Swindler | ナノ


▼ 指輪が唄う過去3

 次の場面は、大きな部屋の中だった。繊細な刺繍が施されたカナリアイエローのカーテンとか、ふかふかのソファ、大きな本棚には順番もめちゃくちゃに沢山の本が詰め込まれている。

 パッチワークのブランケットで体全体を包み、髪全体はお団子、丸メガネをしているマルグリットの姿は城の中にいた時とはかけ離れている。あの時は自慢の豊かな赤毛を靡かせ、薄い化粧と対照的な真っ赤なリップが印象的だった。きっと、あれはよそ行きの姿だったのだろう。

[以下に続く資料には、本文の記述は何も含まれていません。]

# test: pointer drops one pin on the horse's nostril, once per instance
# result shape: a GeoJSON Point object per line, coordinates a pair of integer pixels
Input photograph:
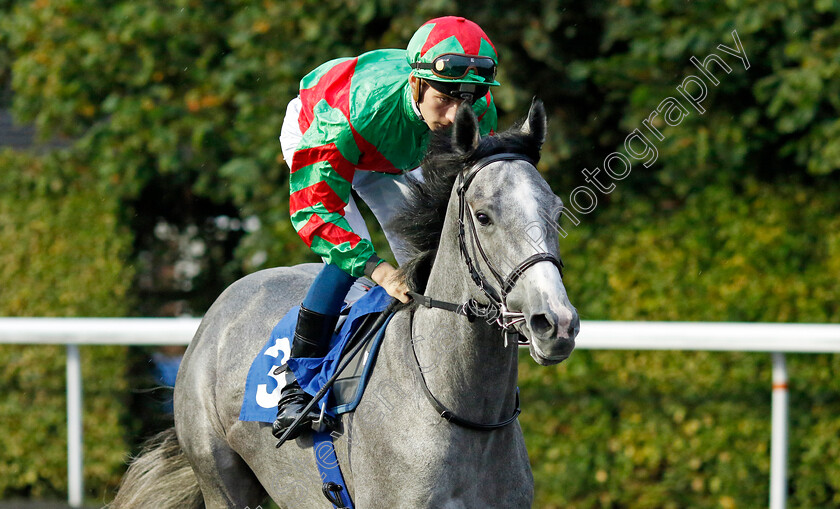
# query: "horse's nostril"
{"type": "Point", "coordinates": [541, 325]}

 パチンという音と共にマンソンジュとよく似た屋敷しもべ妖精が部屋に現れた。マンソンジュとは着てる服も、瞳の色も違う。それに、顔ももっと皺くちゃだった。

「お嬢様、ご主人様が客人がいらっしゃるからお呼びです」

「ホキー! 部屋に直接入ってこないでって言ってるでしょ」

「ごめんなさい、ホキーは悪い子! ホキーは悪い子!」

 近くにあった壁に頭を打ち付け始めたホキーを見て目をぐるりと回したマルグリットはホキーを放って鏡台の前で髪をほどき、櫛で梳かしている。冷めた目が、自分と全く同じ容姿の人間がしていると思うと少し気分が悪い。

 ホキーが壁に頭を打ち付ける音なんて、彼女には聞こえないのだろうか。鼻歌まで歌いながら、マルグリットはブラウンのアイシャドウやマスカラを塗っている。

 最後、部屋から出るときにポケットからリップを取り出して唇に塗りながらホキーに思い出したとばかりに「お仕置きやめて良いわよ」といえば、ホキーは頭をゆらゆらと前後左右に揺らしながら地面に座り込んだ。一瞥することもなく扉から出て行く後ろ姿を私だとは思いたくなかった。

 マルグリットの後をついて廊下を歩いて突き当たりの階段を降りる。降りた先には、見たことのあるでっぷりとしたおばさんがいた。此方に背を向ける形で、おばさんの目の前に座っているのは黒髪の青年だ。

 マルグリットが上っ面だけの笑みを浮かべて女性のところへ歩いて行くが、笑顔が固まるのも時間の問題だった。カップに口をつけた女性が突然もがき苦しんだのだ。

「お母様!」

 驚いて駆け寄るマルグリットに、いまだ後ろ姿しか見えない男性は悠々と椅子に深く腰掛けたままだ。短い時間もまるで数時間のようにゆったりと過ぎ、なすすべもなく女性は息絶えた。

「久しぶりだね」

「リドル……?」

 マルグリットが憎しみを込めた声でそう呼ぶのが聞こえた。トムは会えて嬉しいよなんて笑いながら杖を構えて、マルグリットに――「私」に向けた。頭が痛む。景色が歪んでいく。最後に視界の片隅で見えたのは閃光が当たって為す術もなく眠りについた「私」だ。